Çocuk Psikiyatristi Dr. Veysi Çeri, Türkçe bilmeyen Kürt çocuklarının durumunun kronik bir sorun olduğunu söyledi. Çeri şöyle konuştu:

“Türkiye'de gerek Kürtçe gerekse Arapça anadili olup, evde bu dilin konuşulduğu, okula başlayana kadar sadece bu dilleri bilen çok sayıda çocuk var. Çocuklar eğitim ve öğretime alınırken bu durumların mutlaka göz önünde bulundurulması gerekiyor. Bu çocuklara mutlaka dil bariyerinin olduğunu bilerek, ana dillerinde farkında olan öğretmenlerin de bu konuda eğitimli olduğu bir okul öncesi eğitime başlamaları gerekiyor.

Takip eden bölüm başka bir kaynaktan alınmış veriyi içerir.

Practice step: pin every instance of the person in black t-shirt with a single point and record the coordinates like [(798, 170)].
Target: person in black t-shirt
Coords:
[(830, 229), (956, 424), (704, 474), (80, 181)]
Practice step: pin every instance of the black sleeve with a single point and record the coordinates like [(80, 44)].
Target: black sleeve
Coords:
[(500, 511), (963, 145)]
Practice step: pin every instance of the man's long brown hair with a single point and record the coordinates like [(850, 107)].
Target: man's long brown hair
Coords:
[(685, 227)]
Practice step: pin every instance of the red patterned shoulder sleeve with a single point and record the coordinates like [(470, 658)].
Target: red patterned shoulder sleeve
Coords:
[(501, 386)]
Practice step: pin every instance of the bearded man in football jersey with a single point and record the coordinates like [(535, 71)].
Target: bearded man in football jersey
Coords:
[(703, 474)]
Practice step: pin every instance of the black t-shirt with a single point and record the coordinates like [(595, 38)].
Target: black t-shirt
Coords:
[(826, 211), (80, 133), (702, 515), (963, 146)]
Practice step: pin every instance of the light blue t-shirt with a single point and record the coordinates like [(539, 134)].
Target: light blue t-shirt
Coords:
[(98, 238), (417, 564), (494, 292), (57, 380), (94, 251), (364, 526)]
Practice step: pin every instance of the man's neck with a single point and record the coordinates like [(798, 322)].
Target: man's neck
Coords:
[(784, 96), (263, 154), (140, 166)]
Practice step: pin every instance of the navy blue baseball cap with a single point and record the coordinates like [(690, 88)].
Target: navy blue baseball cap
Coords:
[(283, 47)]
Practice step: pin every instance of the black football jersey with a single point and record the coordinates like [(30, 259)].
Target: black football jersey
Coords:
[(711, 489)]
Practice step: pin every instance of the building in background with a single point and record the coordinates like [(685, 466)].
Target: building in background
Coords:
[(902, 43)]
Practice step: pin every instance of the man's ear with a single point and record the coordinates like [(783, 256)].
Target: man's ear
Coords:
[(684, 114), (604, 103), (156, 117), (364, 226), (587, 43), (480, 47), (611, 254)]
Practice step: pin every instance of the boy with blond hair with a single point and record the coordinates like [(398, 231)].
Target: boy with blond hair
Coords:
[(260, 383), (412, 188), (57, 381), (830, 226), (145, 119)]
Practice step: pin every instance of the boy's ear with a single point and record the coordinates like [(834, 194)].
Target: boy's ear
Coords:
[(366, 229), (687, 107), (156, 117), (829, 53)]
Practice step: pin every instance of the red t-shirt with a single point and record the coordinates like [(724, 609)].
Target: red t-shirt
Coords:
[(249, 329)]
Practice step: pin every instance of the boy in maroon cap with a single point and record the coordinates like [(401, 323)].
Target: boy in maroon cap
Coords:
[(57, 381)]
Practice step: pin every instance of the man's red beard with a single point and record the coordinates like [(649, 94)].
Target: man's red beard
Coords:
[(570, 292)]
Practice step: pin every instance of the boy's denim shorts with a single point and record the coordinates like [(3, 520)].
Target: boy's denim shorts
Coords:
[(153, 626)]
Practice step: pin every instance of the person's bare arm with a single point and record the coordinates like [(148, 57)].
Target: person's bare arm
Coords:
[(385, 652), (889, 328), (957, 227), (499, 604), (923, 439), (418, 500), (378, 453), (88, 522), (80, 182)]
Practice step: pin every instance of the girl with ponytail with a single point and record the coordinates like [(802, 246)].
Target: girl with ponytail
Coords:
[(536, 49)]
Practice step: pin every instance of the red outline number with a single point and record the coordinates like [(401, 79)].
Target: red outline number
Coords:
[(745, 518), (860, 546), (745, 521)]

Okula başladıklarında bunun göz önünde bulundurularak, mutlaka çocukların kendilerini çok kopuk hissetmelerinin engellenmesi gerekiyor. Yoksa çocuklar birden evden koparak bilmedikleri bir insanın diline maruz kalması stresi artırır. Çocuklarda okula karşı isteksizliği, kaygıyı, güvensizliği arttırabiliyor.”

'KONUŞTUKLARI DİLLERİN OKULLARDA YASAKLANMASI GÜVENSİZLİĞİN ARTMASINA NEDEN OLUYOR'

Türkçe bilmeyen çocukların durumunu göz önünde bulundurularak, pedagojik bir yaklaşımla iki dilli bir eğitimi sentezleyip Türkçeyi öğrenmelerini kolaylaştıracak bir sistem olması gerektiğinin altını çizen Dr. Çeri, şunları söyledi: “Aksi taktirde çocuklar çok yoğun stresle karşılaşabiliyorlar. Dil eğitimi vermekten uzak birisinin kendi dillerini bilmeyen çocuklara eğitim vermesi çok yanlış. Olumsuz bir çocukluk yaşantısı olduğu için kalıcı bazı sorunlar bırakabiliyor. Çocukların konuştukları dillerin okullarda sert bir şekilde yasaklanması, tolere edilmemesi, cezalandırılması çocuklarda anksiyete ve güvensizliğin artmasına neden oluyor. Öğretmenlerin tutumu çok önemli. Öğretmenlerin bu durumun farkında olup, bunun yanlış, kötü ve cezalandırılacak bir durum olmadığını, mevcut şartlar içerisinde çocukların öğrenmesi gereken bir dil olmasından dolayı öğrenmeleri için yardımcı olmaları gerekiyor. Çocuklarla direk Türkçe konuşmak, aynı sistemi, aynı şartlara, müfredata sokmak hem insani hem de pedagojik değil. Çocuklarda izleri asla silinemeyecek olumsuz izler bırakabiliyor. Çocukların dillerine karşı aşırı negatif tutumu olan öğretmenlerin çocuklarda travma yaratmasına neden olacaktır. Kendinizi ifade edemediğinizde çok ciddi bir travmadır.”